Common mistakes people make when thinking about decision theory

Here's a few more from my list:

Answering "The right solution to this decision problem is X" (and seemly being satisfied with that) when the answer that's generally wanted is of the form "Y is the right decision theory, and here's why Y gives the right answers to this and other tricky decision problems".

Taking speculative ideas too seriously and trying to apply them to real life before the necessary details have been worked out.

Doing decision theory research might be a mistake in itself, if your goal is a positive Singularity and not advancing decision theory per se or solving interesting puzzles. (I had a philosophical interest in decision theory before I came to OB/LW. Cousin_it sees it mainly as a source of cool math problems. So both of us are excused. :)

[-][anonymous]14y60

Doing decision theory research might be a mistake in itself, if your goal is a positive Singularity and not advancing decision theory per se or solving interesting puzzles.

Isn't it sort of a moral imperative to familiarize oneself with the foundations of decision theory? It seems sort of important for understanding the foundations of epistemology, morality, ontology of agency, et cetera, which are things it'd be helpful to understand if you were trying to be morally justified. I guess this is to some extent what you meant by "philosophical interest"? -- Will Newsome on Luke's computer

[-]cousin_it14y10

The first one is a perfect fit, I've seen many people get stuck in exactly that way. Thanks!

[-]patrickscottshields14y30

My education in decision theory has been fairly informal so far, and I've had trouble understanding some of your recent technical posts because I've been uncertain about what assumptions you've made. I think more explicitly stating your assumptions could lessen the frequency of arguments about assumptions by decreasing the frequency of readers mistakenly believing you've made different assumptions. It could also decrease inquiries about your assumptions, like the one I made on your post on the limited predictor problem.

One way to do this could be to, in your posts, link to other works that define your assumptions. Such links could also function to connect less-experienced readers with relevant background reading.

[-]cousin_it14y30

Do you understand these posts now, or do you have any other questions about them? I'll be glad to answer your questions and use that to learn how to communicate more clearly.

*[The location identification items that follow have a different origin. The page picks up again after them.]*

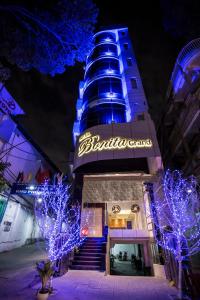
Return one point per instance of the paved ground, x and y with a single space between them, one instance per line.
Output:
18 281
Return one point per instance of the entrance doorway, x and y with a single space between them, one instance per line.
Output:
91 218
127 260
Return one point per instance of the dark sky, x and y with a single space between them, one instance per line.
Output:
49 102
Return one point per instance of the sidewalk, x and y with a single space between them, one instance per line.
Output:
17 281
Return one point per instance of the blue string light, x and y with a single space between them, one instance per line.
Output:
58 220
177 215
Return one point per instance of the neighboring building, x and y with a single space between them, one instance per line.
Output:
179 130
116 153
28 166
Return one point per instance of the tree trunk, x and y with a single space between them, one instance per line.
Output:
180 279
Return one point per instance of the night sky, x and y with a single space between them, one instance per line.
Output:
49 102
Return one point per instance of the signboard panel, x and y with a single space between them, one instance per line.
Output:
117 141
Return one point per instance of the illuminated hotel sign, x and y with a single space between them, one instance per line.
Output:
92 143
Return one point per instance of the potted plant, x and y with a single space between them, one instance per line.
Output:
46 270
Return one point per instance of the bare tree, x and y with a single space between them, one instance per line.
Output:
46 36
177 218
58 220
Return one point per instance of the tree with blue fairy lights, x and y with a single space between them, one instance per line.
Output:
58 220
177 218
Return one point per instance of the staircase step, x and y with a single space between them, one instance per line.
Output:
83 267
90 251
88 254
87 263
86 247
88 258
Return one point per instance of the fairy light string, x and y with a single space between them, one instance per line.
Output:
59 220
177 215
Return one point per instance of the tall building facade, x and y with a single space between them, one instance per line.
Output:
27 167
116 152
179 130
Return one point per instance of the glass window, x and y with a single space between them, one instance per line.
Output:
134 83
103 114
105 37
129 62
126 46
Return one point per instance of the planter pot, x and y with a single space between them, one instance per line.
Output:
42 296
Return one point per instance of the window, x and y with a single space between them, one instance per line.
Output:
129 62
140 117
133 83
126 46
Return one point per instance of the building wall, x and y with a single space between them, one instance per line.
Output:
21 229
17 222
179 130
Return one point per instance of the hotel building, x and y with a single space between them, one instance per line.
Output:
117 156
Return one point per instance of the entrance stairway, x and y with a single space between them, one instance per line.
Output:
91 255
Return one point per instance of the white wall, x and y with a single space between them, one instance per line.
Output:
22 228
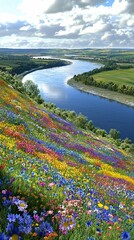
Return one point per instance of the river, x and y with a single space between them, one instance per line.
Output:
104 113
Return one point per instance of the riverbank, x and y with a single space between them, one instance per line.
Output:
104 93
65 63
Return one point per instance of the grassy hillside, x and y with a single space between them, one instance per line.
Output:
120 77
57 181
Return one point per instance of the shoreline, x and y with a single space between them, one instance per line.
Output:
41 68
104 93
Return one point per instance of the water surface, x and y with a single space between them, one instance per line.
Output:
104 113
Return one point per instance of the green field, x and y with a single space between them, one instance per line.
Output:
120 77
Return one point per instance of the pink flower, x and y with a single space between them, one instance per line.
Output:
50 212
51 184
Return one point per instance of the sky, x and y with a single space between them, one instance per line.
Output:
66 23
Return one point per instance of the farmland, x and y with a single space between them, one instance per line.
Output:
58 181
120 76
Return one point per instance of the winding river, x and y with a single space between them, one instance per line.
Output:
104 113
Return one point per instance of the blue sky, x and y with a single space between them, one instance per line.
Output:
66 23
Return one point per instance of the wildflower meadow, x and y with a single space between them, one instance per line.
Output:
58 181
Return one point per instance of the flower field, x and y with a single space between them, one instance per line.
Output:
57 181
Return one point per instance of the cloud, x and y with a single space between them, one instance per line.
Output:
69 23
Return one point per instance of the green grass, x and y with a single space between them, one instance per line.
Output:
120 77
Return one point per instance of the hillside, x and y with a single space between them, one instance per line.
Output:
57 181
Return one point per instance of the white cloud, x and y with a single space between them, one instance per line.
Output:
69 23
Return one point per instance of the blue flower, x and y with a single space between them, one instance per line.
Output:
125 236
89 223
3 236
43 229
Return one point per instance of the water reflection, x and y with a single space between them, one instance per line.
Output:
104 113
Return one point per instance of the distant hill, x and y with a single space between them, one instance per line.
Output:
58 181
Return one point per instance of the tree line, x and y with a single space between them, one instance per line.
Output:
87 79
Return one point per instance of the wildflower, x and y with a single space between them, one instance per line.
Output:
100 205
43 229
66 224
89 223
125 236
21 205
3 236
14 237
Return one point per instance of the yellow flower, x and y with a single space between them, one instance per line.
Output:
100 205
106 207
14 237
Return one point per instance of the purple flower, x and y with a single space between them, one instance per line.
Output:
125 236
89 223
3 236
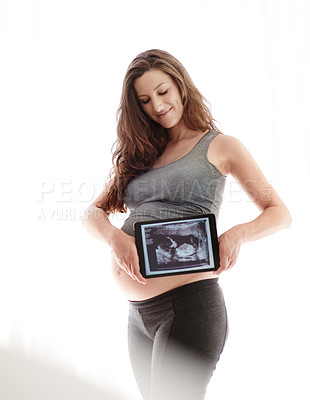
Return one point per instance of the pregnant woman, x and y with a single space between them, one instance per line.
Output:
172 161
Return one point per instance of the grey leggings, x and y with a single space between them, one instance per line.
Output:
175 340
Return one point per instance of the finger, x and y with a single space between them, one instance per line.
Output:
138 275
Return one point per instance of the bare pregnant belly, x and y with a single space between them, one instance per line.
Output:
136 291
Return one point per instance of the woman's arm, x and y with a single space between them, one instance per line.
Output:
238 162
124 250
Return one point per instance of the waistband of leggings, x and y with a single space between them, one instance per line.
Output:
189 288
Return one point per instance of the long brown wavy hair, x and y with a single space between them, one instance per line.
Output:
140 140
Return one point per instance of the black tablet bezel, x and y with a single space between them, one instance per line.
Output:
214 243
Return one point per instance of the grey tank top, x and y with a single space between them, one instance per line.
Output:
187 186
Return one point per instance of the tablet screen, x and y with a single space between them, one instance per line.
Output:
176 246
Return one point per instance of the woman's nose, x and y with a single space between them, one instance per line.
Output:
158 105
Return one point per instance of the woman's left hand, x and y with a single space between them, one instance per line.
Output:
229 247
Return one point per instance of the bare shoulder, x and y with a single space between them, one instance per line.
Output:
224 151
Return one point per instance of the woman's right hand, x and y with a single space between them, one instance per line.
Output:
125 253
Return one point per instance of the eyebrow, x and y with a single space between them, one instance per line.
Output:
154 89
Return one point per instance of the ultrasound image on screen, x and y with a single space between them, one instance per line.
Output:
177 245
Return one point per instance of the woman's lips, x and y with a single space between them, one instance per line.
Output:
163 114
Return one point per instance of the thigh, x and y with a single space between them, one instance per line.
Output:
193 347
140 353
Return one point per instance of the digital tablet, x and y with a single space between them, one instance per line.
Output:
177 246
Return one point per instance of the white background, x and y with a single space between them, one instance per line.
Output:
62 321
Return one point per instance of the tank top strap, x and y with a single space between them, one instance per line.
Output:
204 143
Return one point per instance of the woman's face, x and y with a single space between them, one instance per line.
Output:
160 98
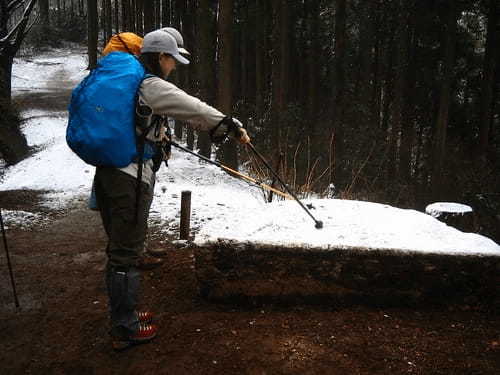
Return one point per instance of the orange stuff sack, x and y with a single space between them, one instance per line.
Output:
124 42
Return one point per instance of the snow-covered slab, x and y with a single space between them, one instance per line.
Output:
347 224
232 271
438 208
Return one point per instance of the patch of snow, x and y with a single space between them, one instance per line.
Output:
438 208
223 207
38 72
22 219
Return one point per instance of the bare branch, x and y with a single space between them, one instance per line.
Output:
13 5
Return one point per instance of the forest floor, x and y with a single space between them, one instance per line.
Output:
62 324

[-]patrickscottshields14y20

I have several questions. I hadn't asked them because I thought I should do more research before taking up your time. Here are some examples:

What does it mean to solve the limited predictor problem? In what form should a solution be—an agent program?
What is a decision, more formally? I'm familiar with the precondition/effect paradigm of classical AI planning but I've had trouble conceptualizing Newcomb's problem in that paradigm.
What, formally, is an agent? What parameters/inputs do your agent programs take?
What does it mean for an agent prove a theorem in some abstract formal system S?

I will plan to do more research and then ask more detailed questions in the relevant discussion threads if I still don't understand.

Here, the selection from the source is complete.